Вот он! Сам говорит! Как молотом темную мою мысль долбит. И страх, и радость какая-то: не я, не во мне объявились злодейские мысли эти!
Ну, выпили мы. Сидим в овине, ушли в овин, чтоб родителю моему водки не давать, да в избе-то, пожалуй, я не осмелился бы объявиться в своем душегубстве.
Ночь идет. Весенняя, знаете, ночь. Коровы по деревне ревут. Капля с крыши долбит землю. В соломе возится что-то: мыши к жизни проснулись! И звезды, видно нам в стреху, мутные висят, весенние, знакомые, как глаза у людей. Все весной наружу идет. А во мне словно потонуло все, ко дну тянет. Однако, если решился, надо сейчас решение до конца доводить. Нету, не станет сил еще раз надумать то, что я надумал. Ох, товарищ, если б только знал ты, как трудно рождался во мне человек! Еще труднее, может быть, чем это вот озеро родилось.
— Ванюшка, — говорю, — девчоночек, что у меня под рукой работают, приметил?
А он пьян уж, Ванюшка, одеревенел. Видать мне под звездами, как нос у него блестит и сопля висит молодецкая.
— Видал! — говорит, и головой своей кучерявой крутит, как баран. — Я, — говорит, — на девок приметлив. Да только, — говорит, — я не надеюсь промечтать то, что вами сказано на факте.
Пьян-пьян, а не верит мне.
— Чернявенькую, — говорю, — что телом помясней, ту не трожь: я ту для себя облюбовал, а светленькую можно. Интересуется девка.
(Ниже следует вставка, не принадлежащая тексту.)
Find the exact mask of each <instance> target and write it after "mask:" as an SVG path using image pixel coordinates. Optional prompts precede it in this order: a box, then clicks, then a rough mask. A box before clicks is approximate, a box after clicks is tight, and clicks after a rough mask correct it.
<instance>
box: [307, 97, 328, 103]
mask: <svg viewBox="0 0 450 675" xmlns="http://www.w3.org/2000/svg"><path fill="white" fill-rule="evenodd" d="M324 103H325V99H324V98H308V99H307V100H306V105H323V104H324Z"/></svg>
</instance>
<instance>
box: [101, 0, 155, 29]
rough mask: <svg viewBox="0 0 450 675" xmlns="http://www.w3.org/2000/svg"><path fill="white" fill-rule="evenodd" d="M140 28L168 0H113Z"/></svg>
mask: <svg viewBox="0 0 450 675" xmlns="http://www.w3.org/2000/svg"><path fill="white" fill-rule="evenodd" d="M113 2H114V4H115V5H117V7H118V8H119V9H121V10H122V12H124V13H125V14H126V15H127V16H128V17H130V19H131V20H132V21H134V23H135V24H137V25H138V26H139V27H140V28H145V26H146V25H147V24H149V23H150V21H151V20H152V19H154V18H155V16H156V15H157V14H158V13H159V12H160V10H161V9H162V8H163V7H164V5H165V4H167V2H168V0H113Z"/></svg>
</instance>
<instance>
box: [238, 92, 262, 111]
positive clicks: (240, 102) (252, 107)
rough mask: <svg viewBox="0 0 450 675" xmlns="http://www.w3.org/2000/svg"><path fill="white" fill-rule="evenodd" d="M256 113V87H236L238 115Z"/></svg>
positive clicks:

Цельный год в посикушках на Страстном проходила, и сама намеки подает.
— Ну-у?! — говорит. — Вот стерьва! — И сплюнул, знаете, пьяным, этаким длинным плевком сквозь зубы, как плюют мужики, когда о бабах говорят, а плевок этот прямо в душу мне попал. И сладко мне, что плюнул он. «Легче будет, легче!» — твержу это себе, а про себя думаю: «Плевка этого никогда я тебе, Иван Кулешов, не прощу. Сто лет буду жить и сто лет каждый день буду помнить».
— Да, — говорит он, — дело, конечно, стоящее. А как подойдешь к нему, к делу-то? Глаз больно много на строительстве.
И опять не я! Так и хотелось крикнуть во все горло: «Не я, не я!» На весь мир понесся бы мой голос, если б в тот момент крикнуть сумел. А крику-то и не хватило: подавился словами, как баранками. Буль, буль, буль! — булькает в горле черт-те что, а душа не слышит.
И он приметил.
— Ай подавился чем? — спрашивает и встает.
Ой, как испугался я, что встанет он, как ни в чем не бывало, а я с плевком его останусь, на всю жизнь с плевком! В таком разе убить легче.
— Что ты? — говорю. — Что ты? Чем мне подавиться? Наши глотки, сам знаешь, луженые. Ай уходить собрался? У меня, — говорю, — еще полбутылки припасено.
— Да что ты! — говорит.
Обратно сел на солому. Гляжу на него и дрожу весь. «Сволочь ты, сволочь, и нет на всем свете другой такой сволочи, как ты, кроме меня самого. Господи, — думаю, — если ты есть, укажи мне, как назад повернуть!» И вижу: другого назада нет у меня, и не в курсе уж я отказаться от предложения: плевок-то врос уж, сидит плевок, и рвать его нужно с корнем или, знаете, с жизнью. Откуда что берется в человеке? Откуда восстает в нем — из сердца, что ли? Редко человек свой голос слышит, а я голос свой слышу — тоненький, сладенький, словно медом он вымазан, сучьим весенним медом.
— Глаз действительно много. Да ведь и ночь большая. Опять же с северного участка до Шатовской плотины и дорога большая, и овражки есть. Кто интересуется, тот найдет дорогу. Обязательно найде-е-ет!
А он уж и забыл.
— Это ты о чем? — спрашивает.
— Гусей, — говорю, — тебе гонять, а не девок.
Мерзок рассказ мой, товарищ дорогой! Не стану томить вас подробностями, объясню только, что зажег я в нем сильное желание, и порешили мы, что познакомлю, будем ждать удачи. Как придет одна без черненькой, и он вызовется провожать, а если сомнение выйдет, положили провожать мне, как старому знакомому, а он будет ожидать в овражке у моста, и тут мне покинуть ее во тьме ночи, а дальше действовать он будет один.